Fleischersatz erobert die Märkte
Kaum drei Jahre sind seit der Gründung von Planted (Planted Foods AG, eatplanted.com) vergangen, dem Start-up, das auf dem ehemaligen Maggi-Areal in Kemptthal Fleischersatzprodukte entwickelt und produziert – auf der Basis von Erbsen, Hafer und Sonnenblumen. Die junge Firma («Hi, wir sind Planted.») hat soeben von mutigen Investoren weitere 70 Millionen Franken an neuem Venture-Kapital erhalten – die Expansion auf dem Weg zur Eroberung des Massenmarktes geht weiter. Schon 200 Mitarbeiter arbeiten an der Entwicklung von z. B. Pouletbrust auf Pflanzenbasis.
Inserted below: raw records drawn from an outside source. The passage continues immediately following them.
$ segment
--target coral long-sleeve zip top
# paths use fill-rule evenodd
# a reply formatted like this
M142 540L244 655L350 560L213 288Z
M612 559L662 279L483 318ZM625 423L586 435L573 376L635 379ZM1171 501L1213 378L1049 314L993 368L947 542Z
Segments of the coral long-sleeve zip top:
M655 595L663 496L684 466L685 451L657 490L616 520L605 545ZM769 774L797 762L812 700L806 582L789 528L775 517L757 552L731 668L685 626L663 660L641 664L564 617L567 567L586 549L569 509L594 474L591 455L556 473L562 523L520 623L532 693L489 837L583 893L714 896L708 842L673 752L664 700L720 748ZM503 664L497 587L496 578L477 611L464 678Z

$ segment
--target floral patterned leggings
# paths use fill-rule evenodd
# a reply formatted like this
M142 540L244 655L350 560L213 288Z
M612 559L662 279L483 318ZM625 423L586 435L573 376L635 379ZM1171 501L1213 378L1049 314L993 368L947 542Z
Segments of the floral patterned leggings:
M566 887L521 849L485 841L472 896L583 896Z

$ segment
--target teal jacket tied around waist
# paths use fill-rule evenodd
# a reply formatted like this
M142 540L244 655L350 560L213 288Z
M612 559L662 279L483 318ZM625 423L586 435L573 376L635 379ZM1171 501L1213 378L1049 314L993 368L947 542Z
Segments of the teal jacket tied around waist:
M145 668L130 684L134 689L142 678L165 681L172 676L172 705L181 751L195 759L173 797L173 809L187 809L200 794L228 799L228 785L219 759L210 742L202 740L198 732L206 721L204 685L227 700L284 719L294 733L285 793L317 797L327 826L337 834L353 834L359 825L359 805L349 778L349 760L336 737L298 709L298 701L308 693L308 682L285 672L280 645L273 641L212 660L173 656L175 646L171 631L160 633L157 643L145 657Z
Hafer wird auch beim Ersatzprodukt für Milch und Milchdrink – dem boomenden Haferdrink – benötigt. So würde man meinen, unsere Bauern hätten neue Anbaumöglichkeiten für Hafer, Erbsen oder Sonnenblumen, um rechtzeitig auf den Konsumwandel zu reagieren. Doch weit gefehlt: Das schweizerische Giesskannensystem der Bauernsubventionen macht es für diese attraktiver, zum Beispiel Erbsen als Tierfütterung zu verschwenden …
Lebensmittel der Zukunft
Die Klimadiskussion hat es gezeigt: Über 12 Prozent der Treibhausgase in der Schweiz stammen aus der Landwirtschaft. Auch aus diesem Grund ist der Trend ungebrochen: Die Lebensmittelproduktion der Zukunft fokussiert auf Clean Meat (statt Fleisch) oder Plant-Based Drinks (statt Milch) aus dem Labor. So finden wir heute in den Food-Stores reihenweise Hafer-, Soja- und Reisdrinks – alle aus dem Ausland importiert (EU-Landwirtschaft). Der jährliche Konsum von Kuhmilch pro Person ist entsprechend seit Jahren stark rückläufig: 2007: 73 kg, 2012: 61 kg, 2020: 51 kg.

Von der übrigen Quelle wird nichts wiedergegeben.